…By Francis nwaneri
After five and half years of living in Canada, Olasunkanmi David was sent back to his home country, Nigeria, from Montreal in March last year.
His removal was the outcome of a five-year struggle to stay in Canada after crossing over from Roxham Road entry point and claiming asylum based on religious grounds, as a Christian from a Muslim-dominated part of Nigeria.
“I lived in a place called Ilorin in Nigeria.
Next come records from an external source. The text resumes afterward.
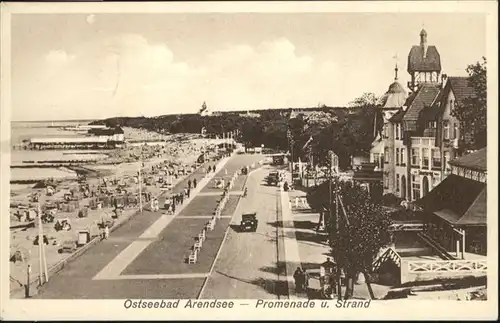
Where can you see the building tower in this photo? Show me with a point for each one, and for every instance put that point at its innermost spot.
(424, 64)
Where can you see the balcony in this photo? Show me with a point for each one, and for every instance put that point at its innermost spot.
(423, 141)
(436, 164)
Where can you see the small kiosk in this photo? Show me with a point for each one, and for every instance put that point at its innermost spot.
(328, 271)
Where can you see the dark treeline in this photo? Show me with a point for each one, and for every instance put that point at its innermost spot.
(346, 131)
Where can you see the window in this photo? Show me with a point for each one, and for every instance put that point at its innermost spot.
(436, 158)
(425, 157)
(415, 158)
(446, 130)
(415, 184)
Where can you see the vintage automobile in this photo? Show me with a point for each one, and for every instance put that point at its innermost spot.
(249, 222)
(272, 178)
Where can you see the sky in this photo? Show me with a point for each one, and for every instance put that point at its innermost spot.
(91, 66)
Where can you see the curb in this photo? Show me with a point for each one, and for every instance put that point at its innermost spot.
(19, 293)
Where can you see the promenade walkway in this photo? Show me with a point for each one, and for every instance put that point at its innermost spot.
(145, 257)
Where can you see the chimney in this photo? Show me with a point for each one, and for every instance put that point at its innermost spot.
(444, 78)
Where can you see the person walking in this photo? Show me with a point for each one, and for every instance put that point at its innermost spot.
(106, 232)
(299, 279)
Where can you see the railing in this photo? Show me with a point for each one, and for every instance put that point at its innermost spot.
(429, 266)
(407, 227)
(389, 254)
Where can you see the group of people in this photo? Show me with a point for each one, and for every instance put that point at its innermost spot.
(301, 277)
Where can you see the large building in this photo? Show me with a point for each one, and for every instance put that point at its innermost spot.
(420, 134)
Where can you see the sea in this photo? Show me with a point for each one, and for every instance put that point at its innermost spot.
(42, 129)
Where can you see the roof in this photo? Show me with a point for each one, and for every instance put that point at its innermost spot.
(106, 131)
(417, 62)
(368, 175)
(395, 97)
(476, 160)
(457, 200)
(424, 97)
(378, 147)
(461, 87)
(69, 140)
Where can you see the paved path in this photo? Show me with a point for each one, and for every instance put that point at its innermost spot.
(159, 269)
(248, 265)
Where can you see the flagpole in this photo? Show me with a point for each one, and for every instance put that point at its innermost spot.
(140, 186)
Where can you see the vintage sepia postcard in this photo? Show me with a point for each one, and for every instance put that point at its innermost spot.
(249, 160)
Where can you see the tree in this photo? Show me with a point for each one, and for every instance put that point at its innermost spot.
(471, 112)
(355, 244)
(366, 99)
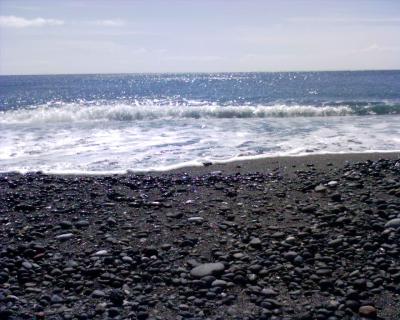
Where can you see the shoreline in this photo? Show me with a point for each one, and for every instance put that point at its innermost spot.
(246, 163)
(274, 238)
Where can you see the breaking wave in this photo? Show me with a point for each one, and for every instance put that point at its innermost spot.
(77, 112)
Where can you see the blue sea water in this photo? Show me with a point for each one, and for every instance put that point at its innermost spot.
(114, 123)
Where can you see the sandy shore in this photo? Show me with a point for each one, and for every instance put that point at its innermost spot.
(315, 237)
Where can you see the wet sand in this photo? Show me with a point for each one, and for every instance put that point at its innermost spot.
(313, 237)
It is a Muslim-dominated city and Christians such as me are few,” David said. “I faced threats, intimidation, harassment, discrimination, and even a physical attack at my child’s school because I questioned why my daughter had to put on a hijab.”
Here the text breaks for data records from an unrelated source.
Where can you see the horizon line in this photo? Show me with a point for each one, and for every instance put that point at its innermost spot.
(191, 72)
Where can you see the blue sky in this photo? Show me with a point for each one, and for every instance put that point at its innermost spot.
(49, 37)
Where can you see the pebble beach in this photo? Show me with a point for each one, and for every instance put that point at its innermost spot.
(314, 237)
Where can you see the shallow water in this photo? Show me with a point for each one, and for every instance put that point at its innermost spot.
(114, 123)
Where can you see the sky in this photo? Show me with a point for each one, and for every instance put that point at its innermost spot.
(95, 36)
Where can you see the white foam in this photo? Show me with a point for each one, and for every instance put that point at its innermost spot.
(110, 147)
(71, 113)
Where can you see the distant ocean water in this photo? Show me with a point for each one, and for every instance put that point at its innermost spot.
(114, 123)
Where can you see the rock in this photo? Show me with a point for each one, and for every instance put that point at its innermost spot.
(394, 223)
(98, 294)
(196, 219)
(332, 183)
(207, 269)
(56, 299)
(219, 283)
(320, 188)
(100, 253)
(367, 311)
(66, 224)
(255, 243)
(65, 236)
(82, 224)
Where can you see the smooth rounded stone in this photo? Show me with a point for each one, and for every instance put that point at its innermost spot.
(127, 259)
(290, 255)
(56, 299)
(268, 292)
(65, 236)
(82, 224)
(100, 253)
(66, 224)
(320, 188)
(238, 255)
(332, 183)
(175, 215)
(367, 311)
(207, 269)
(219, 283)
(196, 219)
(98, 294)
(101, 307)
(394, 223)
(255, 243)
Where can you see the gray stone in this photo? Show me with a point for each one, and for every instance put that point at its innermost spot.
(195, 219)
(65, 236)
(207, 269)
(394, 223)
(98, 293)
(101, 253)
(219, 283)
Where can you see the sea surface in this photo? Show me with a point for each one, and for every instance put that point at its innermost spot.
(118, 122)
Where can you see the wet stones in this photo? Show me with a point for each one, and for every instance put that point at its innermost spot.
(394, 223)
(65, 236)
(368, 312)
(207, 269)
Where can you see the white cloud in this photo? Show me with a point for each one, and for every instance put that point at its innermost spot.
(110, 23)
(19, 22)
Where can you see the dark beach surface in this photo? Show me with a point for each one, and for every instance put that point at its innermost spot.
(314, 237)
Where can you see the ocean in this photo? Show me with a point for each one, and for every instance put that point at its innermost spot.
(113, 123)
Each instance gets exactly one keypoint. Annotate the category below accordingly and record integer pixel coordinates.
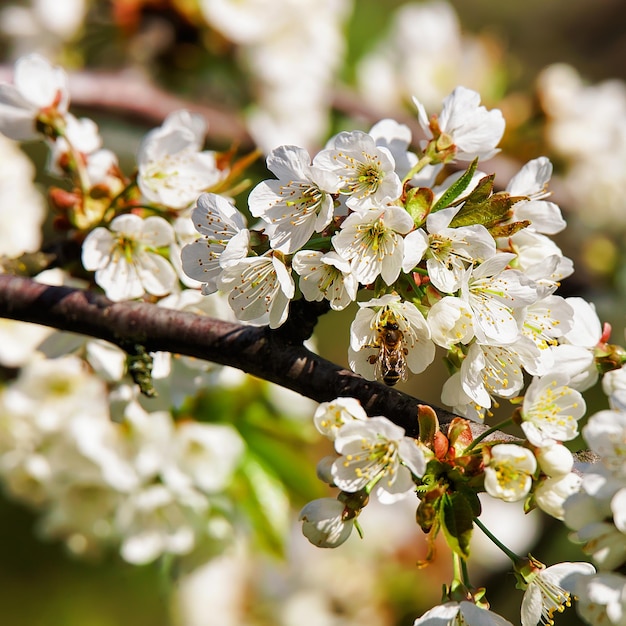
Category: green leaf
(264, 499)
(508, 230)
(482, 206)
(418, 203)
(286, 459)
(456, 189)
(457, 522)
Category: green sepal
(457, 522)
(139, 366)
(418, 203)
(508, 230)
(456, 189)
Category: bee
(390, 360)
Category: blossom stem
(318, 243)
(514, 557)
(489, 431)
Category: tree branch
(267, 354)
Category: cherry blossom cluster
(597, 512)
(417, 241)
(433, 262)
(446, 472)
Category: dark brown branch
(258, 351)
(130, 94)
Even his name, David, was a danger because it immediately identified him as a Christian.
Since the rise of Boko Haram in 2009 — a terror group that wants to run the country as an Islamic state under Sharia law — conflicts between the terror group and the Nigerian military have led to tens of thousands of deaths among both Christians and Muslims.
David is one of thousands of religious asylum claimants from Nigeria who was refused refugee status in Canada in the past 10 years.
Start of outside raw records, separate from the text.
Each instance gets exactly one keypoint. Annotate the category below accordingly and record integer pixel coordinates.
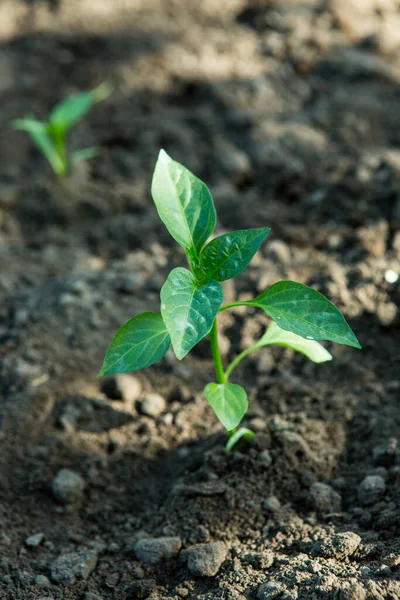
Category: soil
(289, 110)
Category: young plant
(192, 298)
(51, 136)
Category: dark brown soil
(290, 111)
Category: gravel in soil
(121, 488)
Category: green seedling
(50, 136)
(192, 298)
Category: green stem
(239, 358)
(232, 305)
(61, 149)
(219, 367)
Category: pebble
(91, 596)
(68, 418)
(139, 590)
(275, 589)
(271, 504)
(295, 446)
(354, 591)
(33, 541)
(339, 545)
(205, 560)
(323, 498)
(42, 581)
(154, 550)
(67, 568)
(371, 489)
(67, 487)
(153, 405)
(265, 458)
(122, 387)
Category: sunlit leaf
(229, 402)
(188, 308)
(310, 348)
(304, 311)
(184, 204)
(228, 255)
(142, 341)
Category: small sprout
(50, 136)
(192, 298)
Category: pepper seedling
(50, 136)
(192, 298)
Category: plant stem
(219, 367)
(239, 358)
(232, 305)
(61, 149)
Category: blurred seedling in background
(192, 298)
(51, 136)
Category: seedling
(51, 136)
(192, 298)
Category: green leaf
(306, 312)
(243, 432)
(229, 402)
(38, 132)
(83, 154)
(188, 308)
(69, 111)
(310, 348)
(142, 341)
(184, 204)
(228, 255)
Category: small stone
(275, 589)
(67, 568)
(139, 590)
(352, 591)
(265, 458)
(129, 386)
(67, 487)
(279, 251)
(155, 550)
(271, 504)
(69, 417)
(200, 535)
(205, 560)
(339, 546)
(42, 581)
(371, 489)
(323, 498)
(33, 541)
(153, 405)
(122, 387)
(387, 313)
(295, 446)
(24, 578)
(111, 580)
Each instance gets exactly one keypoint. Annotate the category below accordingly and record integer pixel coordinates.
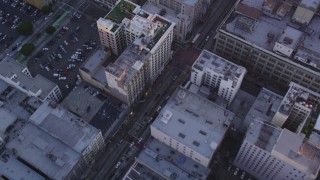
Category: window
(181, 121)
(182, 135)
(196, 143)
(202, 132)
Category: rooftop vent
(287, 40)
(245, 24)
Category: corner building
(274, 39)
Data from the Immigration and Refugees’ Board of Canada (IRB) obtained by New Canadian Media shows that gender-based violence, sexual orientation, and religion, are among the top reasons for refugee claims from Nigeria since 2013.
Nearly 32 per cent of the 34,970 Nigerian refugee claims filed between 2013 and 2023 were under the ‘gender-based and domestic violence’ category, 21.4 per cent were for persecution due to sexual orientation, while 13.8 per cent of claims were based on religion.
Around 42 per cent of these claims were successful. Forty-five per cent were rejected, while the rest of the applications were either withdrawn or abandoned.
A spokesperson for IRB told NCM in an email that they could not confirm how many unsuccessful asylum claimants were still in Canada and how many had been removed. Oluwayemisi Odunlami, another Nigerian who went through the Canadian migration system as a person fleeing persecution on religious grounds, falls on the other end of the spectrum. Her asylum claim was recently approved after a years-long fight to stay in the country with her three children. “My late husband’s family members were threatening me with physical harm if I return back to Nigeria without his corpse,” Odunlami said.
“My in-laws are Muslims and from when I and my late husband met at the university back home, they never accepted me because I’m a Christian and I got him converted to Christianity … These relentless harassments were one of the reasons we had to leave the country”.
In June, Odunlami and her children were granted permission to remain in the country based on humanitarian and compassionate grounds.
The high rate of failure of asylum claims by Nigerians compared to refugees from other countries has also raised the question of the validity of these claims. Overall, 39 per cent of Nigerian refugee claimants in the past 10 years have been approved, compared to the overall rate of acceptance which is 58 per cent.
In a story published by CBC back in November 2017, Jawad Kassab, who heads the Refugee and Immigration program at Legal Aid Ontario, revealed how the agency identified an “unusual” pattern in sexual orientation claims filed by Nigerian refugee seekers.
“Nigerian asylum seekers in Canada are making so many similar claims based on sexual orientation that Legal Aid Ontario is worried some claims may be fabricated,” he said at the time.